Hungying Chen: Yes such groups and movements in Taiwan are opposed to the China trade agreement but also are expressing worry about the protests and [their struggles] being co-opted by the main opposition party in Taiwan.


Stefan Christoff: In regards to the World Trade Organization (WTO) process China seems to be putting a great deal of energy into bilateral accords but not into the WTO, your thoughts?


Hungying Chen: Certainly there is a clash between the WTO vision and these bilateral trade agreements which are increasingly popular in Asia. Also seems like there is a competition by some countries on who can sign more free trade agreements. In statistics the Asian Development Bank (ADB) indicates that within Asia there are over 100 trade agreements already signed and almost 100 others under negotiation, so the shift to bilateral accord in Asia is quite significant.


Stefan Christoff: Wondering your thoughts on the impacts of these ongoing bilateral agreements on social justice in Asia, on the well being of people. How will these accords impact the disparity of wealth, the gap between the wealthy business class and the majority of people, will these accords impact the wealth gap?


Hungying Chen: Certainly the bilateral agreements will undermine labour rights and also there are other struggles against land grabs happening under free trade agreements.


Also many Taiwan industries moved their factories to China over the past decade and the government is trying hard to draw back these industries to Taiwan. One of the conditions from the corporations is that the Taiwan government will have to expand the land that the companies use and there are plans to expand industries operations in central Taiwan.


Many activists in Taiwan are mobilizing against this plan and the government is enforcing an expropriation program that beyond parks is also snatching lands from farmers to expand industrial parks.
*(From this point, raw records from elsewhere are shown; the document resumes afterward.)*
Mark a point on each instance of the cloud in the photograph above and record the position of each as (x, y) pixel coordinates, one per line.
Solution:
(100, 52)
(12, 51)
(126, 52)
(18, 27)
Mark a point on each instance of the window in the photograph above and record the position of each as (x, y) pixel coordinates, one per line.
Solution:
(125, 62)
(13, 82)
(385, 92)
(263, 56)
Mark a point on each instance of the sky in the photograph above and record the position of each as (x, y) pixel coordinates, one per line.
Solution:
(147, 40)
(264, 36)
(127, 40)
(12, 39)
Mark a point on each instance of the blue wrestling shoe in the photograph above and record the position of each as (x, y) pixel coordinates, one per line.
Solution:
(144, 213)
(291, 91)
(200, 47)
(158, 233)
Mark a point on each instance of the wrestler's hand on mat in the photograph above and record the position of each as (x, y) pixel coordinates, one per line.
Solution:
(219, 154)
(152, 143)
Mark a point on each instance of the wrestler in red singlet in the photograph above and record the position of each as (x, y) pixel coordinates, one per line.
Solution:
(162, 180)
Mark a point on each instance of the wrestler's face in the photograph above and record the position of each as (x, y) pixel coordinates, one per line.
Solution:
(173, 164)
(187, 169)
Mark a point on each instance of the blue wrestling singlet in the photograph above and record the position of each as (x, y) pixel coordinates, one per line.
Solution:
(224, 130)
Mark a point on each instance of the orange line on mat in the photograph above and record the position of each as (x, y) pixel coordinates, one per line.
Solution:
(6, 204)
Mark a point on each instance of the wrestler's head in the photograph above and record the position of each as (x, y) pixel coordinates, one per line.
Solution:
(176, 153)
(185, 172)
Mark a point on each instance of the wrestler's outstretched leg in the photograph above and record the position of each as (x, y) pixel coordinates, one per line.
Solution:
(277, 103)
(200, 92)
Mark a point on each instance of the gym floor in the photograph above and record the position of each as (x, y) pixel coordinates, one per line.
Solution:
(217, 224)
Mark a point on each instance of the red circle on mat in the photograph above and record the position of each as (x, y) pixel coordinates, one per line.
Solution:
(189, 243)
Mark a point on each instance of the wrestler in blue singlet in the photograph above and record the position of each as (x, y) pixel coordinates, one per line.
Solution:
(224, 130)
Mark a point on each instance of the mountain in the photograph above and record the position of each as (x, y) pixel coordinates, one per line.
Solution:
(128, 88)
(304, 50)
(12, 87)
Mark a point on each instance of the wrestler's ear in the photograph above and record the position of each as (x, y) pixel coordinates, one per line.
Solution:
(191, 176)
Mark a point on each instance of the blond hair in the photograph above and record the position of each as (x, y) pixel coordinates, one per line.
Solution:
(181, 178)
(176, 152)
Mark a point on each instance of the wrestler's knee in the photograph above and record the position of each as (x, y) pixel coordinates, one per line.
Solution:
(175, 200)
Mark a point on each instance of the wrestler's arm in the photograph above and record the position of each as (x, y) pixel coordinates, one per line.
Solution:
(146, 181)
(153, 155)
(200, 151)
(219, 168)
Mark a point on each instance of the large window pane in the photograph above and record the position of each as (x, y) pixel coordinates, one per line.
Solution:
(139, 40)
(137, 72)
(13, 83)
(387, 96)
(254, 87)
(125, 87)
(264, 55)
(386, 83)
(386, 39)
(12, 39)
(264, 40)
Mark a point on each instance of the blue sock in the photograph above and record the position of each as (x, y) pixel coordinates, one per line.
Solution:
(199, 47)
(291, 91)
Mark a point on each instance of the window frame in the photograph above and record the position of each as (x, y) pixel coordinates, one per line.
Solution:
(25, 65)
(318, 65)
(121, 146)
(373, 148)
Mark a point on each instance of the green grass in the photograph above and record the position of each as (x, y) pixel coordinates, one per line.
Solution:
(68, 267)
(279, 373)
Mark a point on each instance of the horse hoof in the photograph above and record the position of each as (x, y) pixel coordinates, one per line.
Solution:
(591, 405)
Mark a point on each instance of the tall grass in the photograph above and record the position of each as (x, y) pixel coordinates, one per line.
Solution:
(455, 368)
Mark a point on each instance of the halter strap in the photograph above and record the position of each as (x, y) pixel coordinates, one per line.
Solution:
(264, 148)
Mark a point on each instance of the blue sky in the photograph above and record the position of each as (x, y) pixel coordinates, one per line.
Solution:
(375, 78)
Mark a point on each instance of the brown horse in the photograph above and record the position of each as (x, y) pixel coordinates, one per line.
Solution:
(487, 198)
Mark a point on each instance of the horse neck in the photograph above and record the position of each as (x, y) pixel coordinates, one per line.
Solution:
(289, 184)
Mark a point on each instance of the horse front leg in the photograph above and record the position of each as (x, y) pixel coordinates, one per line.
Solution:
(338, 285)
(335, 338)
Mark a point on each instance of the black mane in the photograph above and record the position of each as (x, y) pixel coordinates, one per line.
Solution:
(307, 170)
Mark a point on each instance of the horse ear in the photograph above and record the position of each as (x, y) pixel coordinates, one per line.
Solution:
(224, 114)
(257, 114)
In reality there are many industrial lands in Taiwan that are already vacant that could be used for industries returning to Taiwan, so this is an argument against acquiring new lands.


Stefan Christoff: Wondering what you expect to see on the ground in Taiwan in the next couple of months in relation to the now singed bilateral agreement with China?


Hungying Chen: Labour and student organizations are organizing to asses the impacts of the China bilateral agreement, there are many forums planned to focus on these points, especially focusing on the accords impacts on environmental and labour rights.


Also there is an awareness that the bilateral accord with China could point to an industrial structural adjustment for Taiwan which will could see up to 100 000 people loose their jobs, so certainly civil society is quite focused on labour rights.


* Hung-Ying Chen works at the Asian Regional Exchange for New Alternatives (ARENA) based in Seoul, South Korea. She focuses on social issues including direct democracy, migrant, housing rights and alternative globalization. 


* Stefan Christoff is a Montreal-based journalist & community activist who contributes to bilaterals.org via the Fighting FTAs project.